> Escritos: 12.2004

25.12.04

Neve

Caíu de joelhos no chão frio. Apoiou-se nas mãos para se levantar, mas não conseguiu. Deixou-se ficar assim, prostrada, durante algum tempo.

Os dedos, destapados, esgravatavam a neve em busca de pontos de apoio para se poder levantar. O pescoço nu enregelava com os flocos que entravam pela gola rasgada. O seu nariz estava tão frio, que já nem o sentia. A roupa molhada colava-se ao corpo e a sua dignidade desaparecia tão rapidamente como a água escorria pelo cabelo.

Percebeu que era inútil resistir à fúria dos elementos e deixou-se ficar deitada, na neve fria.

Enquanto esperava a morte, compreendeu que devia ter aproveitado a boleia daquele rapaz, que se ofereceu para a levar para casa, ou pelo menos para um sítio abrigado. Percebeu que, ao ter recusado a oferta, tinha-se deixado ficar para a morte. Não tinha sabido ser humilde para entrar no carro, quando ele tinha aberto a porta. O seu orgulho tinha-a impedido de se salvar e agora estava ali para morrer de frio, sozinha, no meio da floresta.

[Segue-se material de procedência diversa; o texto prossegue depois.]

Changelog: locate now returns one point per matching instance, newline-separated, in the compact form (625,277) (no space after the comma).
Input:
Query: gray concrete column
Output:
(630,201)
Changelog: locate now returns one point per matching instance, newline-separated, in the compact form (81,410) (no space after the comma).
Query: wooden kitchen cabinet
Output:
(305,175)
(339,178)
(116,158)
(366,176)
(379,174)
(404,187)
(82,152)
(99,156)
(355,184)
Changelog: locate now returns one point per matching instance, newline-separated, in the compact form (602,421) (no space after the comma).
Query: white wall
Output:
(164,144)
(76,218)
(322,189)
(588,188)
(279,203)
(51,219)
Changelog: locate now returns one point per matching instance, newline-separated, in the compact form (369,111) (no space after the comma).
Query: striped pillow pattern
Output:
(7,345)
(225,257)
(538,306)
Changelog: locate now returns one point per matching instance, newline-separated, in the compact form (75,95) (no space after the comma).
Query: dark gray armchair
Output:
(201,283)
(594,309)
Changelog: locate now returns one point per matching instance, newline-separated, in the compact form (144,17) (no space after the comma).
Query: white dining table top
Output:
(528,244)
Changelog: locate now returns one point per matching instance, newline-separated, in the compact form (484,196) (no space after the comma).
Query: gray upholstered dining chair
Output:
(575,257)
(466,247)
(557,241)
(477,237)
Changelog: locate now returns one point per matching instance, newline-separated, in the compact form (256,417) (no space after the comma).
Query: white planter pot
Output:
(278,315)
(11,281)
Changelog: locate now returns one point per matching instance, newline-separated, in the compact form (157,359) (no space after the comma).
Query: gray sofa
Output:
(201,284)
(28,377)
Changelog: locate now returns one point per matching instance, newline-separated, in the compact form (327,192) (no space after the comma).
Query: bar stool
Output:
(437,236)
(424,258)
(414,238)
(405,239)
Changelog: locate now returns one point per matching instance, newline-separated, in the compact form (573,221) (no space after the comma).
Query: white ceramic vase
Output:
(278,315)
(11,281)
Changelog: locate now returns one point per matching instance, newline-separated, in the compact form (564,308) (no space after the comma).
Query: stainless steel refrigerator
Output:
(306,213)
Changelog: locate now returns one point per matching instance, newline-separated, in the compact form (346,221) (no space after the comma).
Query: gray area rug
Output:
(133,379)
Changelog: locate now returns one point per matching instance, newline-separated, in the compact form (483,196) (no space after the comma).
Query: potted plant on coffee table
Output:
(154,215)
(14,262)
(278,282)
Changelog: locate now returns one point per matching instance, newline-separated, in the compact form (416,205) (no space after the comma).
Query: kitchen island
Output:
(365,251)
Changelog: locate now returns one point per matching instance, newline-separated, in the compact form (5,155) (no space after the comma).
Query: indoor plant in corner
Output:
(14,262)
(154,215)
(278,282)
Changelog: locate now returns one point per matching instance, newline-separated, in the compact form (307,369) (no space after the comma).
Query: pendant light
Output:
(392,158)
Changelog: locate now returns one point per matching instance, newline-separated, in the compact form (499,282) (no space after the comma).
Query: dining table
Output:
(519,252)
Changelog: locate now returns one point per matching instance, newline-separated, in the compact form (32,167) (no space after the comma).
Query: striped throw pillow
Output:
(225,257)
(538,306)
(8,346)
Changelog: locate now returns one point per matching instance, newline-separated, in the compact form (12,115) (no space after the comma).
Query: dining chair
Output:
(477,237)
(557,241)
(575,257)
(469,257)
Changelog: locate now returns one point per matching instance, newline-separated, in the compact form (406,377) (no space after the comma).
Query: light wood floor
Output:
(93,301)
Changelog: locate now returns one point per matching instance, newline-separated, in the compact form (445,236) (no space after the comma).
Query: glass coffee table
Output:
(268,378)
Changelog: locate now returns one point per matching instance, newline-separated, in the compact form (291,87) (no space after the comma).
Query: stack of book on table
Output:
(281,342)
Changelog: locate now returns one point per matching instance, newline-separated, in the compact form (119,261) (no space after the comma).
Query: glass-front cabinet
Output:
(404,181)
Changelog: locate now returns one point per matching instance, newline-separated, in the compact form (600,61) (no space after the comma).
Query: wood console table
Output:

Conformou-se com o seu destino e pediu desculpa ao rapaz por ter sido má para ele. As últimas lágrimas que chorou congelaram ainda na sua cara. E morreu, sem um sorriso nos lábios.

RCA

5.12.04

Já era preciso

Decidir pôr isto em ordem. Há aqui coisas que me escaparam ao controlo, mas tudo estará agora no seu devido lugar.

Para continuar a ler mais sobre o que se tem passado aqui, façam-no aqui.

A emissão segue dentro de momentos, conforme a normalidade.


O Escritor

4.12.04

Escuridão

Estamos os dois, frente a frente, num círculo. À nossa volta, visões dos tempos que passámos juntos, vistos pelos meus olhos, pelos dela e vistos por fora. Aos nossos pés, jaz uma bruma feita das vozes das pessoas que conhecemos. De vez em quando, uma dessas vozes que murmura sobe e envolve um de nós. Estamos imóveis e silenciosos. Subitamente, as vozes sobem junto dela e fazem-na desaparecer por trás da cortina de fumo. E é quando ela reaparece, que tudo muda.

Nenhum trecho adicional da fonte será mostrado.